Фру, переполненная радостью, взмахивала руками, поднималась всё выше и выше, то и дело посылая родным воздушные поцелуи. Вдруг что-то чёрное затмило солнце. Это была инструктор по военной подготовке. Она подлетела впритык и закаркала:
 
– Рано праздновать победу! Приближается решающий бой!
– Отцепись. Я сегодня занята.
– Товарищ Лин! Ты не можешь отсиживаться, когда наши солдаты на переднем крае громят вьетнамских врагов!
– Да отстань ты уже. Надоела!
– Ты дочь незапятнанных кхмеров! А также дочь компартии! Кампучия зовёт тебя на бой!
– Говорю тебе, у меня другие планы.
– Это освежит твой революционный задор и партийный склад ума! Получи и распишись!

Крепкие руки инструкторши повесили на девчоночью шейку калаш и сумку с гранатами, после чего незапятнанная дочь компартии полетела с ускорением головой вниз. Бум!.. Фру проснулась. В полицейском участке стоял гвалт.

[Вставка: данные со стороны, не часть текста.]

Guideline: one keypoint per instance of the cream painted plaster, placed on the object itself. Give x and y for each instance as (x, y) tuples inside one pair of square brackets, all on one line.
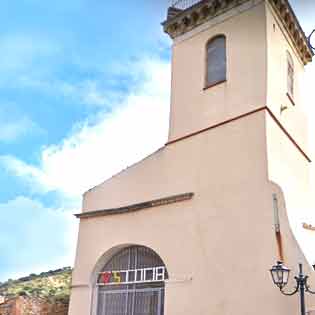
[(223, 238), (278, 42), (194, 108)]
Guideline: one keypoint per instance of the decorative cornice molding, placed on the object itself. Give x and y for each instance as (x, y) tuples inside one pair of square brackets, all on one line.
[(264, 108), (180, 22), (136, 207), (293, 28)]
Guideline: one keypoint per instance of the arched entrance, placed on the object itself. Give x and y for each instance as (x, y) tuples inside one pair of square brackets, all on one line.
[(132, 283)]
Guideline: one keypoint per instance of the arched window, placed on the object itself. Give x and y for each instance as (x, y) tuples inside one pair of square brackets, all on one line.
[(290, 75), (132, 283), (216, 61)]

– Палыч, имей сострадание! Вторые сутки сна ни в одном глазу!
– Ни сна-а в глазу-у, ни маковой роси-инки во рту-у!
– Та не надо ля-ля! Кто мою пиццу схарчил? Не ты ли? Мне одни только крошки достались.
– Па-а-алы-ы-ыч, ми-и-иленький, отпусти ты нас христаради-и-и! Ты же знаешь, мы отработаем.
– Сверх нормы отработаем!
– Мы долги не забываем!

При виде воцарившегося в «приёмном покое» майора срамницы всполошённо загоготали и прилипли к решётке. Ноги их подкашивались на лабутенах, когда они, повисая на прутьях, как на пилонах, протискивали между ними округлости бюстов. Красные сонные глаза вяло моргали, чёрная перхоть слетала с крашеных ресниц на потрескавшуюся штукатурку тонака. Донельзя измаявшись без дела, источив все лясы, они сутки напролёт что-то пожёвывали, попивали, заигрывали с охраной, выманивая то кусочек съестного, то стаканчик газировки, после чего им требовался променад в сортир. Точно вырвавшиеся из загона дикие кобылицы, они резво перебирали конечностями на своих опасных платформах, следуя в дальний конец тихого обезлюдевшего коридора. Протоколы были заполнены и разложены по папкам, бунтари давно разбрелись по домам. Покой и скука с дремотой, заполнившие всё до мельчайших щелей, вымотали блудницам последние нервы.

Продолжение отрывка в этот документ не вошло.